No właśnie. Wiele osób zadaje mi to pytanie. Zaczynam podejrzewać, że ma to jakiś związek z faktem, że coś tam wydałem.
Jak wydać książkę? Nie uwierzylibyście, o co posądzają mnie niektóre osoby. Pewna pani wprost zasugerowała, że muszę posiadać jakieś niewyobrażalne wprost znajomości. Kto inny znów zapytał bezpośrednio "ile to kosztowało?".
Otóż znajomości niewyobrażalne rzeczywiście posiadam, ponieważ poznałem w życiu wielu sympatycznych i wartościowych ludzi, oraz mam kilku przyjaciół, którzy są ludźmi inteligentnymi i mądrymi, co jest rzadkością. Nie znam natomiast nikogo wpływowego. Wydanie książki natomiast kosztowało mnie sporo, ponieważ kawa z Lidla, którą piję w dużych ilościach przy pisaniu plus mleko i cukier są coraz droższe.
Pierwszym warunkiem jaki trzeba spełnić, chcąc wydać własną książkę, to napisać tę książkę, co wbrew pozorom nie jest takie znów łatwe. Kiedy wydaje nam się, że skończyliśmy, trzeba tekst odłożyć do szuflady na jakiś tydzień, by dojrzał jak ser pleśniowy. Potem - czytamy go jeszcze raz. Mieliśmy rację, wydawało nam się, że jest gotowy.
Po poprawkach szukamy za pomocą nieocenionego wujka Google wydawnictw, które publikują teksty konkretnego typu. Niektóre zastrzegają sobie, że nie wydają np. poezji. Wydawnictwa lubią mieć swój "profil wydawniczy" i staramy się wysłać nasz tekst do właściwego wydawnictwa.

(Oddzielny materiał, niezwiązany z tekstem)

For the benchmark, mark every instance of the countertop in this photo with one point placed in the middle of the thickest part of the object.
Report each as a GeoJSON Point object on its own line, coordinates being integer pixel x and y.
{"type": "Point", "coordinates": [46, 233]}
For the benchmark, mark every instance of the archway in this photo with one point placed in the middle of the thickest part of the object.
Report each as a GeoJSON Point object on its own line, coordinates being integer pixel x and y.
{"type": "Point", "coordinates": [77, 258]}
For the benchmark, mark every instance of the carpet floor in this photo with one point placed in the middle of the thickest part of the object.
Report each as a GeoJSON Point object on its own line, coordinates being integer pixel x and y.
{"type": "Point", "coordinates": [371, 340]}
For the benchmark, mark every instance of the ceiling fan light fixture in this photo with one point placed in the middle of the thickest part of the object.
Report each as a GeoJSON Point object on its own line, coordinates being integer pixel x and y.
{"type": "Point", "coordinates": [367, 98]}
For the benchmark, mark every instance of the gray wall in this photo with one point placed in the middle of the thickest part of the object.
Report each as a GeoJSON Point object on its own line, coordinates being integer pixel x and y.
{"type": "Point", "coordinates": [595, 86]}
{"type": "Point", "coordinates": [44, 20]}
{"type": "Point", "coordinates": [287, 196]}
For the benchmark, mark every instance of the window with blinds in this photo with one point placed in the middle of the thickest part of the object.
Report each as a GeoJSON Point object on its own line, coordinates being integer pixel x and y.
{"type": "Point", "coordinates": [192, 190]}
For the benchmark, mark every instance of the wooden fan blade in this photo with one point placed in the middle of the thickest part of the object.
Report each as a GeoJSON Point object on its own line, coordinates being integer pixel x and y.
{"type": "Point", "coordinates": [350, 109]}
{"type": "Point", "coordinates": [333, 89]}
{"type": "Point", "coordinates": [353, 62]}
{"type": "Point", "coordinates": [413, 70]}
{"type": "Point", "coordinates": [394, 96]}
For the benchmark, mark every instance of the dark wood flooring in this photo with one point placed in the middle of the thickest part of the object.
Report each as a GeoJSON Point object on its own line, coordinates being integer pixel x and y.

Oczywiście, rozsyłamy w jak najwięcej miejsc i... czekamy na odpowiedź, która może przyjść nawet za kilka miesięcy.
Kiedy wydawnictwo zaproponuje wydanie książki - spisujecie umowę. Osobiście przestrzegam przed wydawnictwami, które proponują druk tekstu za Wasze pieniądze, lub z finansowym współudziałem. Najczęściej mają niewielkie możliwości w zakresie promocji i dystrybucji - a to są rzeczy kluczowe. Jeśli chcecie, by Wasza książka zaistniała jakoś na rynku - spróbujcie wydać ją w większym wydawnictwie. Opcje self-publishing raczej odpadają, chyba, że chcecie wylądować z kratonem swoich powieści pod biurkiem i po prostu rozdać je znajomym...
Self publishing, w moim przekonaniu, mógłby sprawdzić się jedynie w przypadku osoby z "nazwiskiem", a i wtedy pozostaje kwestia potencjału dystrybucyjnego firmy, tzn. tego, aby Wasza książka pojawiła się w księgarniach i u sprzedawców. Są w tym przypadku wyjątki, ale w zasadzie potwierdzają one jedynie regułę.
Po przesłaniu tekstu podlega on redakcji, korekcie i składowi. Czasem trwa to parę miesięcy, a czasem nawet dłużej. Potem książka wchodzi na rynek.